Montreal City Councillor for Longue-Pointe / Maisonneuve–Longue-Pointe
- In office 1994–2009
- Preceded by: Nicole Boudreau
- Succeeded by: Louise Harel

Leader of the Official Opposition on Montreal City Council (equivalent of House Leader)
- In office 2003 or earlier – 2008
- Succeeded by: Anie Samson

Chair of the Vision Montreal Caucus
- In office 2003 or earlier – January 2006
- Preceded by: Luc Larivée (until 2002)
- Succeeded by: François Purcell
- In office September 2007 – November 2008
- Preceded by: François Purcell
- Succeeded by: Gaëtan Primeau

Chair of Montreal Urban Community's Public Security Committee
- In office 1997–2001
- Preceded by: Kettly Beauregard
- Succeeded by: position eliminated

= Claire St-Arnaud =

Canadian politician

Claire St-Arnaud is a politician in Montreal, Quebec, Canada. She served on the Montreal city council from 1994 to 2009, representing the east-end division of Longue-Pointe. St-Arnaud was a member of Vision Montreal until resigning to sit as an independent in 2008.

==City councillor==
- First term
St-Arnaud was first elected to city council in the 1994 municipal election, defeating incumbent councillor Nicole Boudreau of the Montreal Citizens' Movement (MCM). Vision Montreal won a majority government in this election under Pierre Bourque's leadership, and St-Arnaud served as a supporter of the administration. She was appointed as an assistant to Montreal executive committee chairman Noushig Eloyan and was given responsibility for community groups and for sports and recreation. In 1996, she took part in difficult negotiations with municipal day camps and oversaw fee increases for children's hockey, baseball, and soccer.

St-Arnaud became chair of the Montreal Urban Community's public security committee in February 1997. Soon after her appointment, she oversaw the adoption of a community policing initiative proposed by police chief Jacques Duchesneau. In 1998, she rejected a proposal by fellow Montreal councillor Marvin Rotrand for public consultation in the selection of the urban community's next chief.

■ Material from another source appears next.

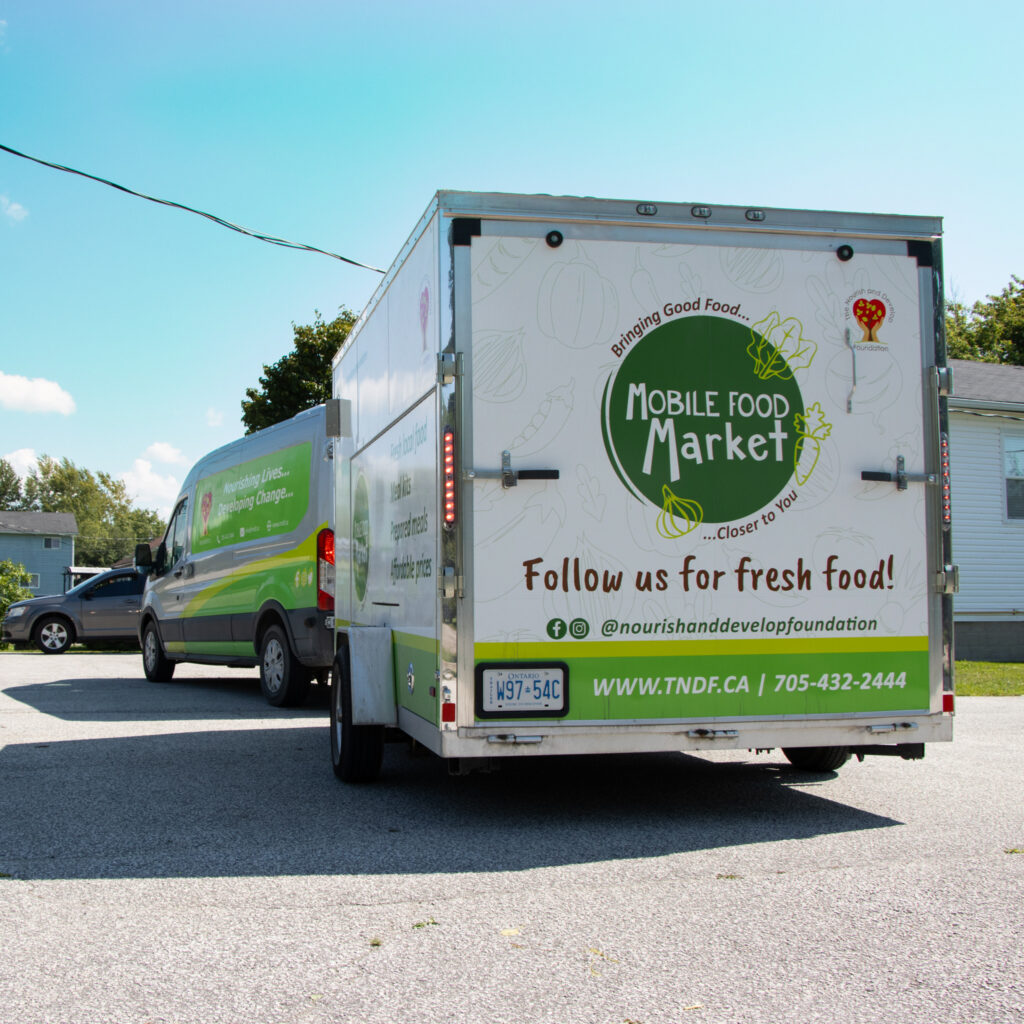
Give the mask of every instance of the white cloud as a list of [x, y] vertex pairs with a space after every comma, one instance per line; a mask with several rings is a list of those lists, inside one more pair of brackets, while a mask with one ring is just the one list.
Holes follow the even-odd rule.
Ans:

She circulated a letter to other councillors in 1996, informing them that Montreal had a $125,000 surplus and encouraging them to apply for youth and anti-poverty funding. Montreal Gazette, while endorsing the funding initiatives, criticized St-Arnaud for only sending the letter to Vision Montreal councillors and not to members of the opposition. St-Arnaud responded that this had been an innocent mistake.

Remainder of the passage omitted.